En colaboración con la agencia creativa Rethink, Decathlon Canadá ha transformado una política comercial básica y universal—el derecho a devolución—en una poderosa herramienta de psicología del comportamiento, durante todo el mes de enero de 2026, los clientes que adquieran su modelo de running estrella, las KIPRUN 500 WR, aceptan de forma voluntaria y simbólica renunciar a la posibilidad de devolverlas durante los primeros 30 días, este acto busca «bloquear» mentalmente la resolución de mantenerse activo, eliminando la salida fácil que, según la marca, a menudo anticipa y facilita el abandono.
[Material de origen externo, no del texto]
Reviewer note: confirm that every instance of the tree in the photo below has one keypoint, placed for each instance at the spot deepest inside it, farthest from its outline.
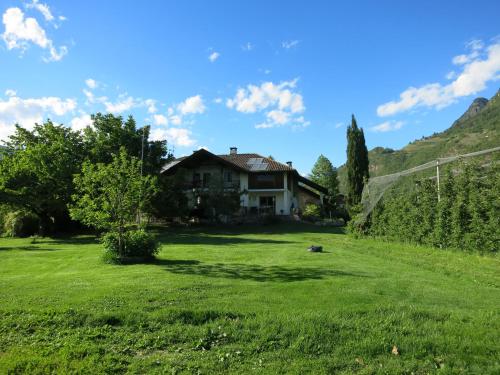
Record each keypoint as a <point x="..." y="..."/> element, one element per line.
<point x="109" y="196"/>
<point x="324" y="174"/>
<point x="36" y="171"/>
<point x="357" y="163"/>
<point x="171" y="200"/>
<point x="110" y="133"/>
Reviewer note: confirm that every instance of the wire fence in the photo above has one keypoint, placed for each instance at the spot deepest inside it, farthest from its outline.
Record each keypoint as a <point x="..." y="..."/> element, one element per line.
<point x="376" y="187"/>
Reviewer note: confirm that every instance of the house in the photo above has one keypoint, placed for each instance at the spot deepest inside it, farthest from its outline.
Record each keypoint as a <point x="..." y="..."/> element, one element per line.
<point x="264" y="186"/>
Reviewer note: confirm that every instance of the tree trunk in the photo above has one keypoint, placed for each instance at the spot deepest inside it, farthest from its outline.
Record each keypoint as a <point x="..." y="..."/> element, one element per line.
<point x="45" y="224"/>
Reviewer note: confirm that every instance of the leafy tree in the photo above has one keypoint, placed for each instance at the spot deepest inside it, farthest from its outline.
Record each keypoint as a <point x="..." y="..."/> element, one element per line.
<point x="37" y="169"/>
<point x="324" y="174"/>
<point x="110" y="133"/>
<point x="357" y="163"/>
<point x="110" y="196"/>
<point x="171" y="201"/>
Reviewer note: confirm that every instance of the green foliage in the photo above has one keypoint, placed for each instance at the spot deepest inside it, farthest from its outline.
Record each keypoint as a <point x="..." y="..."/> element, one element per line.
<point x="20" y="224"/>
<point x="357" y="163"/>
<point x="112" y="196"/>
<point x="466" y="217"/>
<point x="109" y="196"/>
<point x="111" y="133"/>
<point x="311" y="212"/>
<point x="137" y="244"/>
<point x="324" y="174"/>
<point x="171" y="201"/>
<point x="36" y="173"/>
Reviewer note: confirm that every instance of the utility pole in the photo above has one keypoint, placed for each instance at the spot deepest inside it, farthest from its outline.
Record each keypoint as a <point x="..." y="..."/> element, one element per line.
<point x="142" y="162"/>
<point x="437" y="176"/>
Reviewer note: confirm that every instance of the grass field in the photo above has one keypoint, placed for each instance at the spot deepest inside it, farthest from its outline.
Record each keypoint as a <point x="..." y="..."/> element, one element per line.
<point x="251" y="300"/>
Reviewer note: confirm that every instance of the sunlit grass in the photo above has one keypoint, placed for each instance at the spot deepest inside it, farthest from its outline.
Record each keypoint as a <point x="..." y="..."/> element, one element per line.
<point x="248" y="300"/>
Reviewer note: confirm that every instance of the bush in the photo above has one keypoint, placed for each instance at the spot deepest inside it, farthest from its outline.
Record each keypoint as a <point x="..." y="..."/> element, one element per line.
<point x="20" y="224"/>
<point x="138" y="245"/>
<point x="312" y="212"/>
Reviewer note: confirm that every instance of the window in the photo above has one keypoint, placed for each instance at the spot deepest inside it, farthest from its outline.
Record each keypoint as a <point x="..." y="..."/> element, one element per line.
<point x="265" y="181"/>
<point x="196" y="180"/>
<point x="206" y="179"/>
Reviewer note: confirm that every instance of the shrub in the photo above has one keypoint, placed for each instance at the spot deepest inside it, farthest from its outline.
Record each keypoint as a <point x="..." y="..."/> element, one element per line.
<point x="138" y="244"/>
<point x="312" y="212"/>
<point x="21" y="224"/>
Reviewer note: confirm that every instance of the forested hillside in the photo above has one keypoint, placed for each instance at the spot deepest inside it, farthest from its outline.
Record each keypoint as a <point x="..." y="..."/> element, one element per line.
<point x="478" y="128"/>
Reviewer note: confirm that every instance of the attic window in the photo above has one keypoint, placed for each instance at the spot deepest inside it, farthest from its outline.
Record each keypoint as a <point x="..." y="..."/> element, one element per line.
<point x="257" y="164"/>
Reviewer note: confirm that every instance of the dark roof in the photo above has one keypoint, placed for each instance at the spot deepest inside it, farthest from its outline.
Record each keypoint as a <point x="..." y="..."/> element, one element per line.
<point x="252" y="163"/>
<point x="244" y="161"/>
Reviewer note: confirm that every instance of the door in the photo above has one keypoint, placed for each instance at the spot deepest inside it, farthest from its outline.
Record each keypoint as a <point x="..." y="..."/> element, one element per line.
<point x="267" y="205"/>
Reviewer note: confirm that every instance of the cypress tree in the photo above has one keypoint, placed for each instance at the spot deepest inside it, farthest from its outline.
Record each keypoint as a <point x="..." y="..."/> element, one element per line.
<point x="357" y="163"/>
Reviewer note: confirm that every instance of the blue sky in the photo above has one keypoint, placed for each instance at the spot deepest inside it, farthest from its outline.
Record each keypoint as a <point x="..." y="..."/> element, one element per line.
<point x="276" y="78"/>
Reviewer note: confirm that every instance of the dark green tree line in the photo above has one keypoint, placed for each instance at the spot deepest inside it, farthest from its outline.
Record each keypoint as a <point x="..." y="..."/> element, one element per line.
<point x="357" y="163"/>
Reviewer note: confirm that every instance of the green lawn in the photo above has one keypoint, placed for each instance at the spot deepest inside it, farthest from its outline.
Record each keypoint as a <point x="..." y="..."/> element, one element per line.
<point x="250" y="300"/>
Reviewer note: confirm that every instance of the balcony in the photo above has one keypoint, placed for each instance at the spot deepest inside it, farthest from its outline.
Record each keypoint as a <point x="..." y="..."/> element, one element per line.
<point x="190" y="185"/>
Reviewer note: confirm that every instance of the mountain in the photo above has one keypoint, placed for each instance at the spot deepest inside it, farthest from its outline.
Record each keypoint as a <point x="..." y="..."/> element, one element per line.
<point x="477" y="129"/>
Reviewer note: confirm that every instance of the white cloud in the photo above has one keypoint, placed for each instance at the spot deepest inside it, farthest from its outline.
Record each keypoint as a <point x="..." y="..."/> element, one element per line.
<point x="214" y="56"/>
<point x="121" y="105"/>
<point x="151" y="104"/>
<point x="387" y="126"/>
<point x="20" y="32"/>
<point x="91" y="83"/>
<point x="193" y="104"/>
<point x="287" y="44"/>
<point x="278" y="117"/>
<point x="475" y="74"/>
<point x="27" y="112"/>
<point x="160" y="120"/>
<point x="176" y="136"/>
<point x="81" y="122"/>
<point x="257" y="98"/>
<point x="42" y="8"/>
<point x="451" y="74"/>
<point x="264" y="125"/>
<point x="176" y="120"/>
<point x="279" y="102"/>
<point x="247" y="46"/>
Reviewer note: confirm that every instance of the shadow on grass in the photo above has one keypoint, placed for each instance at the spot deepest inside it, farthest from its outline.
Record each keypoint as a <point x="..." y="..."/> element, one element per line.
<point x="204" y="238"/>
<point x="279" y="228"/>
<point x="250" y="271"/>
<point x="69" y="240"/>
<point x="26" y="248"/>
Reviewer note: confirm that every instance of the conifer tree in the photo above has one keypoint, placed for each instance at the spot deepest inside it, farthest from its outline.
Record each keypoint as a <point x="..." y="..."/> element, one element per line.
<point x="357" y="163"/>
<point x="324" y="174"/>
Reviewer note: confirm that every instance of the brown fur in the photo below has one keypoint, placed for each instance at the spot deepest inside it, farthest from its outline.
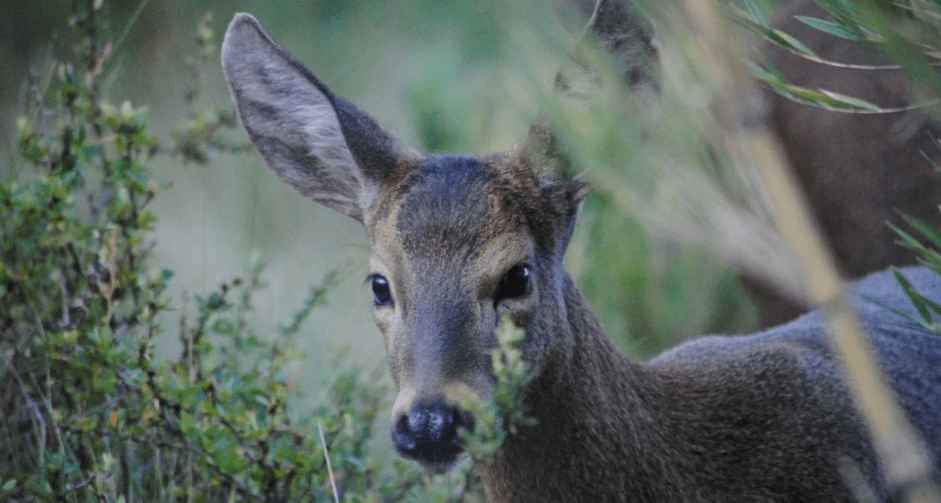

La iniciativa introduce deliberadamente una «fricción» positiva y consciente en el proceso de compra, lejos de ofrecer comodidad y facilidad sin condiciones, Decathlon comunica explícitamente, tanto en la página web del producto como en las tiendas físicas, que adquirir estas zapatillas implica un compromiso personal, el mensaje es claro: al comprarlas, el cliente se compromete a no devolverlas como un símbolo tangible de que seguirá corriendo y moviéndose, superando la barrera psicológica del Quitter’s Day.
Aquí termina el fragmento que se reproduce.